Well,
someone has taken the diamond from its hiding place. A number of people know where it was hidden for the night. Can we rule out Rachel herself? She's acting very strange, isn't she? When she turned down Godfrey's proposal, it seemed she was choosing Franklin. (She only has cousins to choose from? What is the rush? When a girl turns 18, she needs to find a husband?) But suddenly she's furious with him. What has happened between them? Wilkie seems to be pointing to Franklin, but he's a little too obvious. Maybe
all of the suspects were in on the disappearance of the diamond in some way.
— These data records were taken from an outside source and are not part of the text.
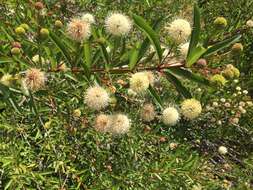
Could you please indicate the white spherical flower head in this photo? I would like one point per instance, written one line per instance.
(35, 79)
(96, 98)
(191, 108)
(37, 58)
(148, 113)
(139, 82)
(179, 30)
(78, 29)
(170, 116)
(118, 24)
(102, 123)
(120, 124)
(249, 23)
(89, 18)
(184, 49)
(223, 150)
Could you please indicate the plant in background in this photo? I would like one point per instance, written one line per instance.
(61, 74)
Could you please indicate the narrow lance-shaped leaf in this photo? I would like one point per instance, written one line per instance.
(189, 75)
(195, 55)
(87, 54)
(156, 97)
(134, 56)
(195, 30)
(221, 45)
(178, 85)
(151, 34)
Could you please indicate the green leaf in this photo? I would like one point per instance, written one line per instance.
(221, 45)
(189, 75)
(134, 56)
(196, 30)
(156, 97)
(61, 46)
(178, 85)
(195, 55)
(146, 43)
(151, 34)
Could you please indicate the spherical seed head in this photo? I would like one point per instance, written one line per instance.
(223, 150)
(38, 5)
(16, 44)
(25, 26)
(202, 62)
(237, 48)
(6, 79)
(249, 23)
(15, 51)
(118, 24)
(20, 30)
(78, 30)
(191, 108)
(218, 80)
(96, 98)
(220, 23)
(77, 113)
(102, 123)
(89, 18)
(58, 24)
(120, 124)
(170, 116)
(44, 32)
(184, 49)
(139, 82)
(35, 79)
(228, 73)
(179, 30)
(148, 113)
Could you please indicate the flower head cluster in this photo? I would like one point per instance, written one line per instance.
(35, 79)
(170, 116)
(78, 29)
(191, 108)
(6, 79)
(148, 112)
(102, 123)
(118, 24)
(218, 79)
(179, 30)
(139, 82)
(231, 72)
(184, 49)
(89, 18)
(96, 98)
(120, 124)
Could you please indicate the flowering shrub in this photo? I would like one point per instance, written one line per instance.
(78, 92)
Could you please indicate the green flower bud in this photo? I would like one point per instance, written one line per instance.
(228, 73)
(58, 24)
(218, 80)
(44, 32)
(15, 51)
(77, 113)
(236, 72)
(20, 30)
(237, 48)
(220, 23)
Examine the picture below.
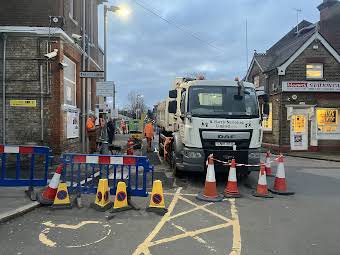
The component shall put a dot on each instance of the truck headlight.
(254, 155)
(192, 154)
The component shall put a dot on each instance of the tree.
(136, 104)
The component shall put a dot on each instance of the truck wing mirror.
(265, 109)
(173, 93)
(172, 108)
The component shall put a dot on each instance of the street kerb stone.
(194, 223)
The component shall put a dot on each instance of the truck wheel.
(175, 171)
(160, 150)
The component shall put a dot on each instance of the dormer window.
(314, 71)
(256, 81)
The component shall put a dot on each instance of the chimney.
(330, 22)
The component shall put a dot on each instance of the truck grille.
(240, 144)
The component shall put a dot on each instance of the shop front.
(313, 121)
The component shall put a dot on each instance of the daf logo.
(227, 157)
(225, 136)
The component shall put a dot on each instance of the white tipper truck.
(201, 117)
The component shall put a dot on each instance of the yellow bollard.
(102, 202)
(62, 198)
(157, 204)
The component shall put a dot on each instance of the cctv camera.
(63, 65)
(76, 37)
(52, 54)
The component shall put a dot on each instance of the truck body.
(203, 117)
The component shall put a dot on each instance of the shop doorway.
(299, 130)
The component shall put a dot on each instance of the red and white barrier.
(105, 160)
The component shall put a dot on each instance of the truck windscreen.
(223, 101)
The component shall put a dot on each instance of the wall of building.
(297, 72)
(28, 13)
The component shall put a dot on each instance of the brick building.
(301, 75)
(43, 97)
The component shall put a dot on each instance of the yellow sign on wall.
(267, 124)
(23, 103)
(299, 123)
(327, 116)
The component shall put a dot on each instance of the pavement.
(329, 155)
(14, 203)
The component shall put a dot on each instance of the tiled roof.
(281, 51)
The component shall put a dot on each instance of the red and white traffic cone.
(231, 189)
(268, 166)
(280, 185)
(47, 196)
(210, 190)
(262, 188)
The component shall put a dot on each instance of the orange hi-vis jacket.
(90, 125)
(148, 130)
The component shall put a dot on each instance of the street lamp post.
(106, 9)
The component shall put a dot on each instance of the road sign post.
(92, 74)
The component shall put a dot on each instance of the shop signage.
(72, 124)
(298, 123)
(92, 74)
(310, 86)
(105, 88)
(23, 103)
(327, 119)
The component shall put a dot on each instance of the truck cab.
(214, 117)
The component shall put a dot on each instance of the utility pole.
(83, 82)
(298, 11)
(247, 43)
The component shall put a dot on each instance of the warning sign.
(327, 116)
(327, 120)
(298, 123)
(23, 103)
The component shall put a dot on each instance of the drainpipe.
(41, 103)
(4, 90)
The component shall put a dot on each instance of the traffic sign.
(23, 103)
(92, 74)
(105, 88)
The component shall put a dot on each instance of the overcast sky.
(145, 53)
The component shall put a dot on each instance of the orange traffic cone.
(210, 190)
(231, 189)
(48, 195)
(268, 167)
(280, 185)
(262, 189)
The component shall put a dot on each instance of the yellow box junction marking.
(143, 248)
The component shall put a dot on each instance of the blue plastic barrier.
(82, 172)
(24, 165)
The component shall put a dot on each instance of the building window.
(256, 81)
(327, 120)
(267, 124)
(69, 82)
(314, 71)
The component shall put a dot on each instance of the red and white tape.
(247, 165)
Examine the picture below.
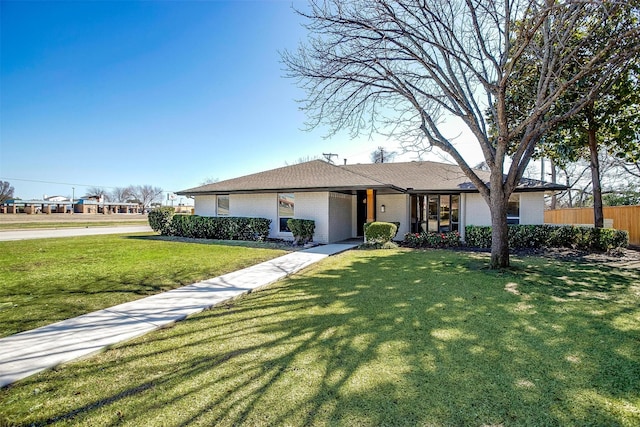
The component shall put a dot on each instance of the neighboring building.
(421, 196)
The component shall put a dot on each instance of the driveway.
(70, 232)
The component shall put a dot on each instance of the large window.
(222, 205)
(513, 209)
(435, 212)
(286, 209)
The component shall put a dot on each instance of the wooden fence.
(624, 218)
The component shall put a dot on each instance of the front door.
(361, 211)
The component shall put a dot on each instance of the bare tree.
(402, 67)
(120, 194)
(98, 192)
(145, 194)
(6, 191)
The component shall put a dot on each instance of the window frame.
(429, 220)
(511, 218)
(283, 216)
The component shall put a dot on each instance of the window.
(223, 205)
(513, 209)
(435, 212)
(286, 209)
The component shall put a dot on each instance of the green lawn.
(372, 338)
(70, 224)
(46, 280)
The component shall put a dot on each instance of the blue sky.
(167, 93)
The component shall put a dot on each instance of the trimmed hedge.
(551, 236)
(432, 240)
(302, 230)
(160, 220)
(380, 232)
(201, 227)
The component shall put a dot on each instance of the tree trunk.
(598, 213)
(499, 231)
(554, 197)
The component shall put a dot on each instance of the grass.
(47, 280)
(374, 338)
(78, 224)
(25, 222)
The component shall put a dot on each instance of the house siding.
(314, 206)
(205, 205)
(396, 210)
(532, 208)
(476, 210)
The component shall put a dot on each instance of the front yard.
(374, 338)
(46, 280)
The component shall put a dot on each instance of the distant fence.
(624, 218)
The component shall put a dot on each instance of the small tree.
(120, 194)
(381, 155)
(98, 192)
(145, 194)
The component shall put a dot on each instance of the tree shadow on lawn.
(394, 337)
(286, 246)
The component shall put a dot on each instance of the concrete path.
(70, 232)
(32, 351)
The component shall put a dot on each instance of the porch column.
(371, 205)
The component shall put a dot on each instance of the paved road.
(70, 232)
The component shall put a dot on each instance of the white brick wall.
(205, 205)
(532, 208)
(476, 210)
(315, 206)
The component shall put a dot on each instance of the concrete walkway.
(7, 235)
(32, 351)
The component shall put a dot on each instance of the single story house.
(421, 196)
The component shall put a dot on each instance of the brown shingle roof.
(320, 175)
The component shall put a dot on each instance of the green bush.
(380, 232)
(160, 220)
(302, 230)
(222, 228)
(552, 236)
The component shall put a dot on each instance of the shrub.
(432, 240)
(160, 220)
(380, 232)
(302, 230)
(552, 236)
Have we completely ruled out the Indians? They couldn't have entered the house. Betteredge had checked all the locks - and let those dogs loose! Police Superintendent Seegrave seems to think the servants might have been acting with the Indians.
NOBODY wants to get their hands on that diamond as badly as the Indians do! Hmm... Seegrave is local and knows the people involved, but I am losing confidence in his abilities...just as Franklin is.
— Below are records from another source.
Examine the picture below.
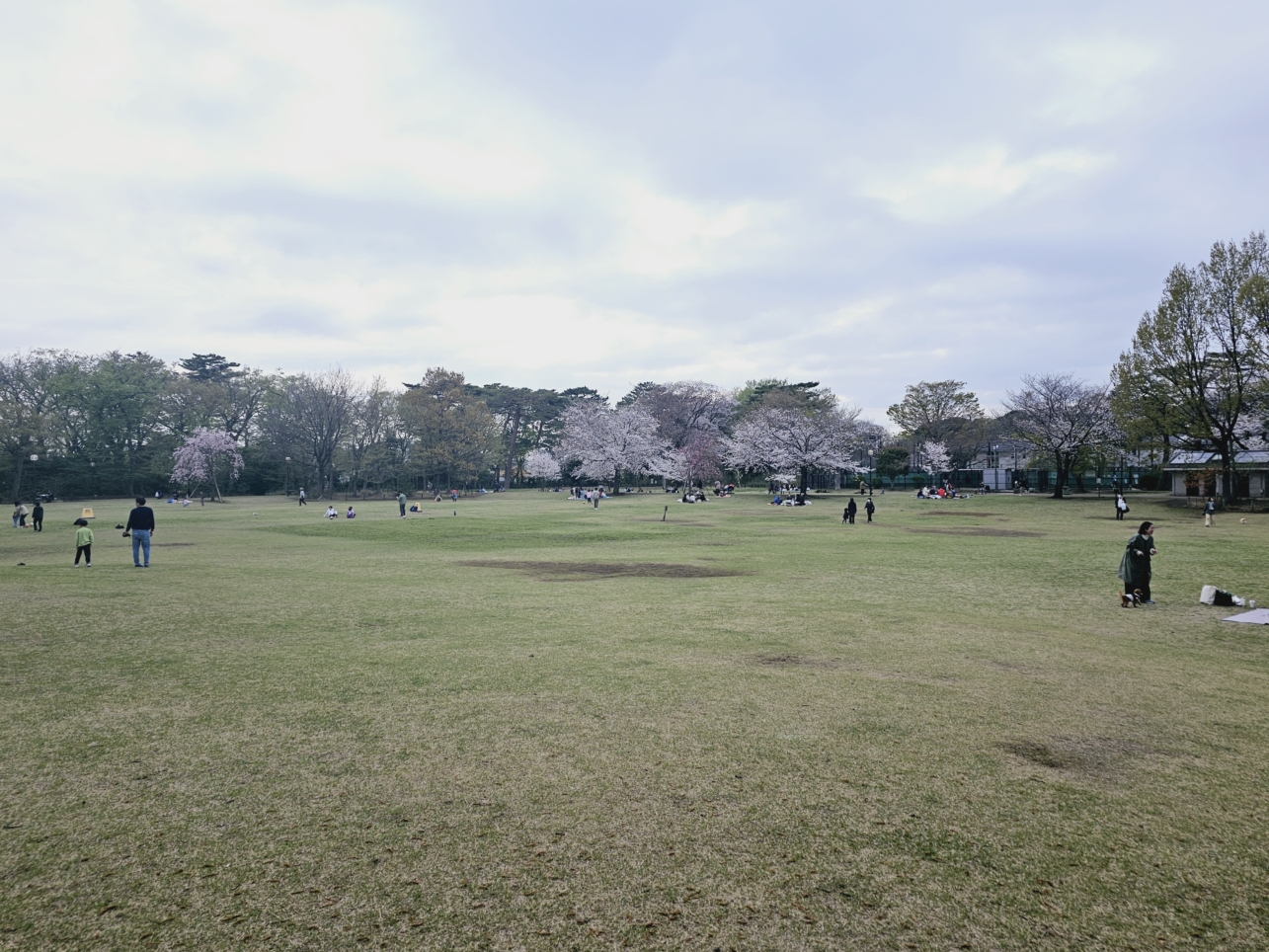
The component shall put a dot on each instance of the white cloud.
(975, 181)
(869, 202)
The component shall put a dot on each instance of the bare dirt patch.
(605, 570)
(795, 662)
(976, 530)
(1090, 755)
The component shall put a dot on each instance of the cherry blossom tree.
(935, 457)
(697, 459)
(777, 438)
(203, 457)
(606, 441)
(541, 465)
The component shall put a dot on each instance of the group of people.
(589, 495)
(21, 513)
(848, 516)
(796, 499)
(139, 528)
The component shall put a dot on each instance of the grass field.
(534, 725)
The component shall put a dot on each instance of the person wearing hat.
(83, 543)
(141, 527)
(1135, 565)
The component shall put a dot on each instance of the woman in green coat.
(1135, 565)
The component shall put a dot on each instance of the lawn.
(537, 725)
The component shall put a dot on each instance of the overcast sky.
(599, 194)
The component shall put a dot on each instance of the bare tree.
(372, 426)
(1199, 361)
(541, 465)
(312, 414)
(1061, 418)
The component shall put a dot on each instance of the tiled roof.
(1245, 457)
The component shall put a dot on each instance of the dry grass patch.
(976, 530)
(555, 570)
(1100, 756)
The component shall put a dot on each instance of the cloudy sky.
(599, 194)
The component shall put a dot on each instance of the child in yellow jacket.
(83, 543)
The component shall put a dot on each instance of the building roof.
(1243, 457)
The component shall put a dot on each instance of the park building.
(1198, 474)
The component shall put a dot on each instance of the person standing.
(83, 543)
(1135, 565)
(141, 527)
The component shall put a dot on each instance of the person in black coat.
(1135, 565)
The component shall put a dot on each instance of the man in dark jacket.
(1135, 565)
(141, 527)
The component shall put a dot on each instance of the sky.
(559, 195)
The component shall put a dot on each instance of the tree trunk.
(17, 476)
(1061, 477)
(511, 447)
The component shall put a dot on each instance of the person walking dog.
(141, 527)
(1135, 565)
(83, 543)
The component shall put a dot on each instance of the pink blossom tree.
(203, 457)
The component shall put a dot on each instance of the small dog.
(1132, 600)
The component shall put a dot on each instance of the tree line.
(1196, 376)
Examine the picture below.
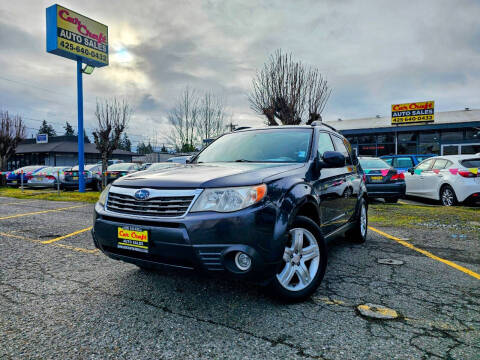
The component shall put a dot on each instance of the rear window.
(471, 163)
(389, 161)
(368, 164)
(403, 162)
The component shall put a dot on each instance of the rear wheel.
(447, 196)
(359, 232)
(304, 261)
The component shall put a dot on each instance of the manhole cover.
(377, 311)
(390, 262)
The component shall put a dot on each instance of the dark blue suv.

I was interested in one of the questions in the heading...
2. What recent event of that time would have made the three Indians particularly sinister to Collins' readers?
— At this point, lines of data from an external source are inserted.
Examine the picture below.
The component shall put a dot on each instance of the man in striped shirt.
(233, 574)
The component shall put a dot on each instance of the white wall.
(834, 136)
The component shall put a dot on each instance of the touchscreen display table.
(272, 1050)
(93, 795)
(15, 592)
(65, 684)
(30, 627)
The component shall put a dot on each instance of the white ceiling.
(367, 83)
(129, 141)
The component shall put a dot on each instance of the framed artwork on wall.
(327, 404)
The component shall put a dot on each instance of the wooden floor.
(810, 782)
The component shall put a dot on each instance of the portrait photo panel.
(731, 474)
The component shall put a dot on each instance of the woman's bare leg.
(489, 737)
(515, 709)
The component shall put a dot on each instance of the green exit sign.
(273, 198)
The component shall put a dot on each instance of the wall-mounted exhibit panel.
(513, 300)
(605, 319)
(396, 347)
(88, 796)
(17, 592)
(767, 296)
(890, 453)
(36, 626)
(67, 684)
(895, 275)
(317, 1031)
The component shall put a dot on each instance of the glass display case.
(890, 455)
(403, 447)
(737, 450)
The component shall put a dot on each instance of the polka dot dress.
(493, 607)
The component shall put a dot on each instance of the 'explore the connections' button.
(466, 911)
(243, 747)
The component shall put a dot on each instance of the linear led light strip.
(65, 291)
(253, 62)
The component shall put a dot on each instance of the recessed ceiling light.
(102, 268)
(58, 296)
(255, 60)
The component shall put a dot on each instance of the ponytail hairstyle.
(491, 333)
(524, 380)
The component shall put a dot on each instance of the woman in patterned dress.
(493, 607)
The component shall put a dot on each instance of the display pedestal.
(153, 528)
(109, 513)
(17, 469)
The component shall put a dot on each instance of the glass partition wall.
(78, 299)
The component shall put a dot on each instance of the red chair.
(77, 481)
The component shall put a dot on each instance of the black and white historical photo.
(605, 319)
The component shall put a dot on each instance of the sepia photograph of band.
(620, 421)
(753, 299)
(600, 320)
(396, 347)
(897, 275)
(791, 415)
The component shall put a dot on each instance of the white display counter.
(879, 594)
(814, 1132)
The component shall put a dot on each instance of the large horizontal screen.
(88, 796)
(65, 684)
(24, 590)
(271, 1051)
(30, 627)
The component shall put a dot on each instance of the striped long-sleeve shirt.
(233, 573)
Do you have any idea? Was this mentioned - and I forgot? Hoping to find something of the recent relations between the British and the Indians, I came up with this information on the Indian Revolt of 1857, just a few years before Wilkie wrote his novel -
The Sepoy Mutiny was a violent and very bloody uprising against British rule in India in 1857. It is also known by other names: the Indian Mutiny, the Indian Rebellion of 1857, or the Indian Revolt of 1857. During the uprising, women and children were butchered in cold blood and their bodies bodies were flung into a well.
"Never in our history had such a cry for vengeance arisen as when the story of that hideous crime was told."
The mutiny brought the end of the old order. It convinced the government at home that the time had definitely come for ending the old East India Company and transferring the government of India to the Crown."
http://history1800s.about.com/od/thebritishempire/ss/The-Sepoy-Mutiny.htmI'm not sure how this would have figured into WilkieC's story - but perhaps it explains the suspicion that the Indians, if not "jugglers," were persons of interest to the Police...and possibly "sinister" to everyone else... How dangerous do you think they are if unable to retrieve the diamond?